15. A system for facilitating variant calling, comprising:
a central processing unit (CPU); and
a distributed processing module electrically connected to said CPU, and including a plurality of first processing devices and a plurality of second processing devices,
wherein said CPU is configured to identify an active region on a reference sequence of deoxyribonucleic acid (DNA) according to a plurality of overlapping reads that are obtained in DNA sequencing, and to offload input data to said first processing devices of said distributed processing module, each of the overlapping reads representing a sequence that overlaps with the active region of the reference sequence of DNA, the input data containing information about the active region of the reference sequence of DNA and the overlapping reads,
wherein said first processing devices of said distributed processing module are configured to generate a de Brujin graph (DBG) based on the overlapping reads and the active region of the reference sequence of DNA, and to perform sequential traversal on the DBG to determine a query sequence of DNA,
wherein said CPU is further configured to obtain information about the query sequence of DNA from said first processing devices of said distributed processing module, and to send the input data and the information about the query sequence of DNA to said second processing devices of said distributed processing module,
wherein said second processing devices of said distributed processing module are configured to perform local alignment to determine a haplotype based on the query sequence of DNA and the reference sequence of DNA, and to determine read-haplotype likelihoods by using a pair hidden Markov model (pair-HMM) forward algorithm (PFA) based on the haplotype and the overlapping reads, and
wherein said CPU is further configured to determine a genotype by using Bayes' Theorem based on the read-haplotype likelihoods thus determined.
16. The system as claimed in claim 15, wherein:
each of said first processing devices of said distributed processing module includes a router for packet switching; and
each of said second processing devices of said distributed processing module includes an L2-cache that is shared among said second processing devices and that is configured to support operations involved in the local alignment and the PFA, and a router for packet switching.
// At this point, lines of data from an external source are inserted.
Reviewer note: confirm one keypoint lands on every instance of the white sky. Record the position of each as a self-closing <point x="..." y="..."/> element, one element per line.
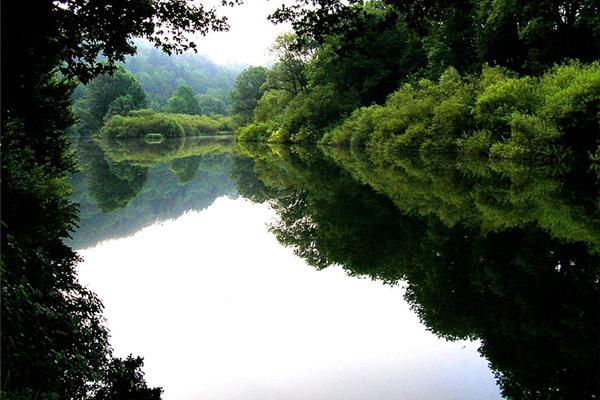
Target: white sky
<point x="220" y="310"/>
<point x="250" y="35"/>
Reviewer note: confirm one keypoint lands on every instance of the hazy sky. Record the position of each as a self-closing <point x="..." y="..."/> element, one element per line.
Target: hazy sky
<point x="249" y="38"/>
<point x="221" y="311"/>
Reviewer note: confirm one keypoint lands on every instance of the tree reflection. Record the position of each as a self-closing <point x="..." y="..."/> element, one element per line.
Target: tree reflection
<point x="506" y="254"/>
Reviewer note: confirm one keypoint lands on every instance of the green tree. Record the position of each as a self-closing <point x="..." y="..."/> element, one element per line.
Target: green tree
<point x="248" y="90"/>
<point x="183" y="101"/>
<point x="211" y="105"/>
<point x="111" y="94"/>
<point x="54" y="344"/>
<point x="289" y="72"/>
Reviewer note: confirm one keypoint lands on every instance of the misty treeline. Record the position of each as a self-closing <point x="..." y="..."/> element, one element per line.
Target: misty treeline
<point x="500" y="78"/>
<point x="491" y="250"/>
<point x="156" y="93"/>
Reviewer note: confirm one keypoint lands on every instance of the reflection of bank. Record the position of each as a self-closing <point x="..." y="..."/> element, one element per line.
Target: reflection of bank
<point x="125" y="185"/>
<point x="501" y="252"/>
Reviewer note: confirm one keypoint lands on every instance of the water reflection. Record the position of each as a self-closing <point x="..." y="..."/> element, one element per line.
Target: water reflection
<point x="503" y="253"/>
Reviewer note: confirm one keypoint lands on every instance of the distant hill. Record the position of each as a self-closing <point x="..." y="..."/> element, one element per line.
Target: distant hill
<point x="160" y="74"/>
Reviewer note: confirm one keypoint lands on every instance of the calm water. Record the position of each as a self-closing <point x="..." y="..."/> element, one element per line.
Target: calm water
<point x="246" y="272"/>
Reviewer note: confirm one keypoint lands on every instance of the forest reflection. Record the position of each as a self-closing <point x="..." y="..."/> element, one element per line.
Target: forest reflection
<point x="501" y="252"/>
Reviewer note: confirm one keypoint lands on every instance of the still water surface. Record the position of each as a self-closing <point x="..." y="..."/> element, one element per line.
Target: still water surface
<point x="277" y="273"/>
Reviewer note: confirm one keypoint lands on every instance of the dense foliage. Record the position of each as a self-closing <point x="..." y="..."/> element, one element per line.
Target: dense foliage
<point x="54" y="344"/>
<point x="501" y="252"/>
<point x="160" y="75"/>
<point x="142" y="123"/>
<point x="498" y="114"/>
<point x="472" y="76"/>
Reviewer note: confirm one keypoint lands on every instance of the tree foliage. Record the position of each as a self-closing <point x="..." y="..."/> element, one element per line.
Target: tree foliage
<point x="183" y="101"/>
<point x="54" y="344"/>
<point x="500" y="252"/>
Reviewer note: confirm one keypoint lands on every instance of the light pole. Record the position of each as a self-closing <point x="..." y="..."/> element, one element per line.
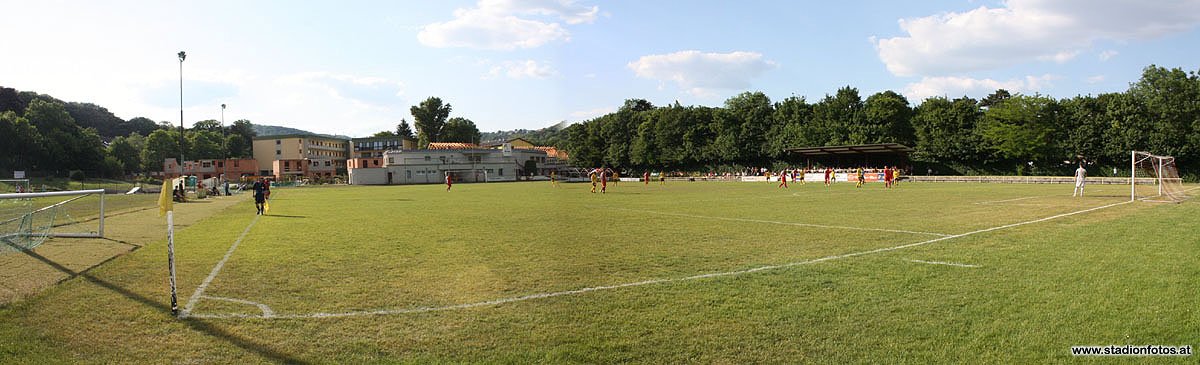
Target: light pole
<point x="181" y="57"/>
<point x="225" y="147"/>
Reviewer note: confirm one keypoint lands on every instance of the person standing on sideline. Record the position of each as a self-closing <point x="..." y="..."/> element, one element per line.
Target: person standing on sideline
<point x="604" y="180"/>
<point x="1080" y="179"/>
<point x="259" y="196"/>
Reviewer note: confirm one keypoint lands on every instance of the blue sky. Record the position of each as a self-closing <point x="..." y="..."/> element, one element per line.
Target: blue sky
<point x="357" y="67"/>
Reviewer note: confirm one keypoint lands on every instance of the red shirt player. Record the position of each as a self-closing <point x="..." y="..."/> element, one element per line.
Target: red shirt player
<point x="604" y="180"/>
<point x="887" y="177"/>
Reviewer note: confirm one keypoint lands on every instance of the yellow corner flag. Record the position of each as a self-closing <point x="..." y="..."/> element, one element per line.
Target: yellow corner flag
<point x="166" y="198"/>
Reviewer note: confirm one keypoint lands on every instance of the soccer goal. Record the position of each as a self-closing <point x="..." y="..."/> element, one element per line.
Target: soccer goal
<point x="27" y="220"/>
<point x="468" y="175"/>
<point x="13" y="185"/>
<point x="1155" y="179"/>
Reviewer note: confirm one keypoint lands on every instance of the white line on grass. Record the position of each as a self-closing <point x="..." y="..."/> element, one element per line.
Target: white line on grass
<point x="654" y="281"/>
<point x="778" y="222"/>
<point x="199" y="291"/>
<point x="267" y="311"/>
<point x="1006" y="201"/>
<point x="941" y="263"/>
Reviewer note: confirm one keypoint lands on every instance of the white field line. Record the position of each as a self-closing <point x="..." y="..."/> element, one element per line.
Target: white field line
<point x="199" y="291"/>
<point x="941" y="263"/>
<point x="778" y="222"/>
<point x="653" y="281"/>
<point x="1006" y="201"/>
<point x="267" y="310"/>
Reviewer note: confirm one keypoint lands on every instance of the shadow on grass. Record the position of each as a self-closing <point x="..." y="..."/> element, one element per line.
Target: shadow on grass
<point x="195" y="324"/>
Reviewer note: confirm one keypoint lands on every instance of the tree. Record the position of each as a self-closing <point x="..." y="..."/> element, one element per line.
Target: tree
<point x="160" y="145"/>
<point x="995" y="99"/>
<point x="210" y="125"/>
<point x="405" y="131"/>
<point x="460" y="130"/>
<point x="245" y="132"/>
<point x="67" y="145"/>
<point x="1021" y="129"/>
<point x="945" y="130"/>
<point x="205" y="144"/>
<point x="126" y="154"/>
<point x="887" y="119"/>
<point x="430" y="117"/>
<point x="21" y="148"/>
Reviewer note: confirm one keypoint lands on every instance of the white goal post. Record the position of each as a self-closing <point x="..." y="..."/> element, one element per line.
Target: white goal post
<point x="28" y="219"/>
<point x="1155" y="178"/>
<point x="468" y="175"/>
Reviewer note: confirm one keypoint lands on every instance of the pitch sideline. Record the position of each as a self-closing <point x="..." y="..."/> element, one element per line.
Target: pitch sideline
<point x="628" y="285"/>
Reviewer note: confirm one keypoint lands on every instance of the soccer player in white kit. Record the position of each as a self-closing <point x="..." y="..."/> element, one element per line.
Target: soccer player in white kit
<point x="1080" y="177"/>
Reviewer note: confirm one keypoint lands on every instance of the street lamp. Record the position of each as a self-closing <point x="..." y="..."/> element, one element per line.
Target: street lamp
<point x="181" y="58"/>
<point x="225" y="147"/>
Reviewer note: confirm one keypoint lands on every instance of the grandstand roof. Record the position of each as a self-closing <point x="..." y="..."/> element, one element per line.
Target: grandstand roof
<point x="858" y="149"/>
<point x="451" y="145"/>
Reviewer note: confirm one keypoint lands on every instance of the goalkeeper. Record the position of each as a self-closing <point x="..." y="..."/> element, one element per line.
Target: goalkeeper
<point x="1080" y="179"/>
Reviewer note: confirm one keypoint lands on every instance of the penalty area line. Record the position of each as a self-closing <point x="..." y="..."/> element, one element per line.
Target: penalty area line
<point x="778" y="222"/>
<point x="639" y="283"/>
<point x="942" y="263"/>
<point x="199" y="291"/>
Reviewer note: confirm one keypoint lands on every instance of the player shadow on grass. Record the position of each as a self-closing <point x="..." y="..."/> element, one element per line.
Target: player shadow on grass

17. The system as claimed in claim 15, wherein:
said CPU is configured to dynamically divide said second processing devices into clusters of various sizes according to sizes respectively of the query sequence of DNA and the reference sequence of DNA, to designate, for each of the clusters, one second processing device in the cluster as a cluster manager, and to distribute tasks to the cluster managers respectively of the clusters;
each of the distributed tasks has a scale that correlates positively with a cluster size of the cluster of the cluster manager that was distributed with the task.
18. The system as claimed in claim 15, wherein:
said distributed processing module includes sixteen of said second processing devices, two of said sixteen second processing devices belonging respectively to two small clusters, six of said sixteen second processing devices belonging to three medium clusters each including two second processing devices, and eight of said sixteen second processing devices belonging to two large clusters each including four second processing devices; and
said CPU is configured to designate one second processing device in each of the small clusters, the medium clusters and the large clusters as a cluster manager, and to distribute a task to the cluster manager of one of the small clusters, the medium clusters and the large clusters according to a scale of the task.